03.10.2010, 10:33 Uhr | Daniela Schröder
Die Klette inspirierte Erfinder zum Klettverschluss. (Foto: dpa)
Georges de Mestral wurde ausgelacht, als er die Klette zum Vorbild nahm, um einen Verschluss mit elastischen Häkchen zu erfinden. Dabei wurde der zur perfekten Alternative zum Reißverschluss.
Jaulend hüpft der Hund zur Seite. Dummes Vieh, schimpft Georges de Mestral, jetzt halt endlich still. Dabei tut ihm das Tier leid, richtig herausreißen muss man die Kletten aus dem struppigen Fell. Auch an Mestrals Hose kleben nach jedem Waldspaziergang Dutzende der hartnäckigen Dinger. Als der Hund gesäubert ist, pflückt sich sein Herrchen - rrrtsch - eine Klette vom Bein. Rrrtsch - die nächste. Mestral stutzt, hält die kleinen Kugeln einen Moment gegen das Licht. Dann läuft er in sein Arbeitszimmer und klemmt sie unter das Mikroskop.
Bisher dachte der Schweizer Ingenieur, die Borsten der Klette seien gerade wie Stacheln eines Igels. Doch als er im Sommer 1941 die Früchte der Arctium lappa unter die Lupe nimmt, sieht er an ihren Enden winzige Haken. Kein Wunder, findet Mestral, dass die Kletten so hartnäckig an Hund und Hose halten. Der Ingenieur weiß, dass viele Pflanzen ihre Samen über das System des Verhakens und Verknüpfens verbreiten. Die Besonderheit der Klette, stellt er fest, ist jedoch die Elastizität ihrer Häkchen. Sie garantiert, dass sich Klette und Träger immer wieder verhaken können, ohne dass einer der beiden dabei beschädigt wird.
Verbinden, trennen, verbinden, trennen - die perfekte Konkurrenz zum Reißverschluss, findet Mestral.
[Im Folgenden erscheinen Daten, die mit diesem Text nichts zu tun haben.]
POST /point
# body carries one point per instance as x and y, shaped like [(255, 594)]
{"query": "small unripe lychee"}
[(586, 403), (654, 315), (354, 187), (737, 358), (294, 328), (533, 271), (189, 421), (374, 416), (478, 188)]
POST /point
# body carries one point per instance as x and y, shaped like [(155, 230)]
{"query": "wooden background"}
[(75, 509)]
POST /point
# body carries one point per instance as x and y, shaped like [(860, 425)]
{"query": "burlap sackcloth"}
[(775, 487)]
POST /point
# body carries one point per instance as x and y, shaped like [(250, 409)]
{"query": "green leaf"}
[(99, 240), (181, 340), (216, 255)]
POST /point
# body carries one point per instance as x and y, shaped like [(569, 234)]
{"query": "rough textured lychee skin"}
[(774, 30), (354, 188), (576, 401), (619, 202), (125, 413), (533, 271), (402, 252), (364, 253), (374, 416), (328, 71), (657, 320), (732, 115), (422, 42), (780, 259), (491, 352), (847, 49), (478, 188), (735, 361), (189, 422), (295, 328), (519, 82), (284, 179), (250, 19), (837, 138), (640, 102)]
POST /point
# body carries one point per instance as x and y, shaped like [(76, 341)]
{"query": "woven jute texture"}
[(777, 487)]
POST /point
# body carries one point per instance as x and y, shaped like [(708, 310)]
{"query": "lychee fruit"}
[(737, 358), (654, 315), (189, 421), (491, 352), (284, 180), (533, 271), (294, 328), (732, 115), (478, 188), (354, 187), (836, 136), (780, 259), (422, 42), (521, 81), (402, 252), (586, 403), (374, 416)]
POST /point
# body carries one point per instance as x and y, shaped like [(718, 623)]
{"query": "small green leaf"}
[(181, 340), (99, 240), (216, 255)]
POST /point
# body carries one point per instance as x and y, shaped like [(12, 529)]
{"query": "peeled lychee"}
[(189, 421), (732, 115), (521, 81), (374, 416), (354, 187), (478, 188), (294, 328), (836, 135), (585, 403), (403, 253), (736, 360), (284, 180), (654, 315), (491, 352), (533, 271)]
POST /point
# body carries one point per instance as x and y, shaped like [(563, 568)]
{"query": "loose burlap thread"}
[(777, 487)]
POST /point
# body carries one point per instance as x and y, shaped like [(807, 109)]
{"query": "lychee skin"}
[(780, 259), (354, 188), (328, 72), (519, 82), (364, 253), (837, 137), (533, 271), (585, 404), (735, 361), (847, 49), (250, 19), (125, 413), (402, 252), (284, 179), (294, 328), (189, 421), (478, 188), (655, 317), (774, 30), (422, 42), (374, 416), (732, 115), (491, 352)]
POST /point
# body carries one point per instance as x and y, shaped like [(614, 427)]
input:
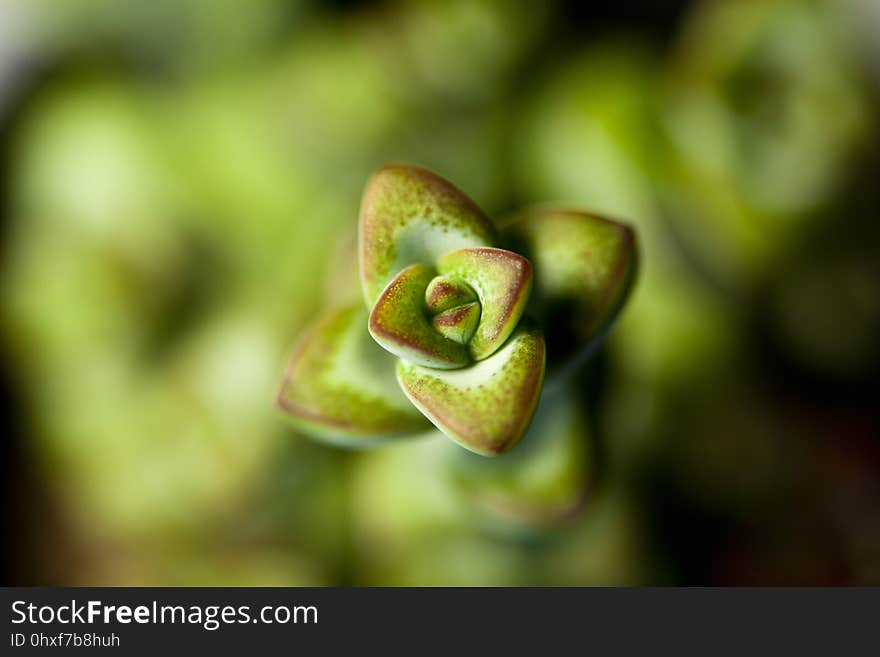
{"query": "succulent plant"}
[(462, 321)]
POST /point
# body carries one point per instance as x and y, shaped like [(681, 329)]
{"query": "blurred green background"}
[(180, 186)]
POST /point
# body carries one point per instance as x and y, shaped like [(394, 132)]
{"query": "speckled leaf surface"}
[(400, 324), (584, 267), (543, 482), (502, 280), (339, 384), (410, 215), (486, 407)]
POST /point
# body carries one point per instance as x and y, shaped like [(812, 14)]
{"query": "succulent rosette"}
[(463, 319)]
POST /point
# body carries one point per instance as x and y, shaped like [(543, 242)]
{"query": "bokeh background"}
[(180, 186)]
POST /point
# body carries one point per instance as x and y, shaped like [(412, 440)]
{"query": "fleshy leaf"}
[(458, 323), (339, 384), (584, 268), (411, 216), (502, 280), (545, 481), (445, 293), (399, 322), (486, 407)]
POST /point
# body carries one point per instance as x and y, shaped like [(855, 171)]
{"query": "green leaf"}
[(399, 323), (412, 216), (544, 482), (486, 407), (584, 269), (459, 323), (444, 293), (502, 281), (339, 384)]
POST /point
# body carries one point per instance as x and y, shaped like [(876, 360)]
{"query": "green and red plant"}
[(464, 320)]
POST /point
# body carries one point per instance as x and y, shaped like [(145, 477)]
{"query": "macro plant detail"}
[(464, 319)]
Denn das Klettprinzip klemmt nicht, funktioniert jedoch genauso einfach wie der metallene Gegenpart.
Ein Verschluss, der das Fortpflanzungsverhalten einer Pflanze imitiert? Mestrals Kollegen lachen über seine Idee. Der aber lässt sich nicht beirren, befragt Stoffhersteller und beginnt zu experimentieren. Entscheidend am neuen Verschluss ist ein robuster und leistungsfähiger Haken. Nach jahrelanger Tüftelei gelingt Mestral der Durchbruch: Er entdeckt, dass unter Infrarotlicht vernähter Nylonfaden dem Haken eine stabile und dennoch flexible Form verleiht. Eine Art Gedächtnis quasi, durch das er sich beim Lösen vom Stoff-Gegenstück wieder in seine Ursprungsform zurück biegt.
Als Velcro meldet Mestral seine Erfindung 1951 zum Patent an, eine Zusammensetzung aus "velours" und "crochet", den französischen Begriffen für Samt und Häkchen. Acht weitere Jahre dauert es, bis die von ihm gegründete Firma Velcro Industries den ersten Klettverschluss auf den Markt bringt. Die 300 Häkchen pro Quadratzentimeter Stoff lässt Mestral anfangs von Hand nähen. Der neue Klettverschluss besteht aus zwei Nylonstreifen, einer ist mit Minihaken versehen, der andere trägt die entsprechenden Schlaufen. So lassen sich zwei Textilien zum ersten Mal zuerst verbinden und dann wieder voneinander lösen.
Mestrals Kopie der Naturtechnik erobert in kürzester Zeit die Welt, Velcro verbindet in allen Bereichen des Lebens - Kleidung und Wohnung, Industrie und Schifffahrt, Sport und Militär. Selbst die Raumfahrt benutzt Klettverschlüsse, und sogar das erste künstliche Herz wurde mithilfe von Velcro zusammengehalten.
1978 läuft Mestrals Patent aus. Andere Forscher entwickeln seine Grundidee zu zigfachen Variationen weiter. Mittlerweile gibt es mehr als 3500 verschiedene Haken- und Flauschsysteme aus den unterschiedlichsten Kunststoffen. Doch die Evolution des künstlichen Klettsystems ist noch nicht beendet. Als nächste Stufe steht der Schritt in die Lautlosigkeit an. Forscher arbeiten an einem stummen Velcro: endlich Schluss mit dem markanten Rrrrtsch.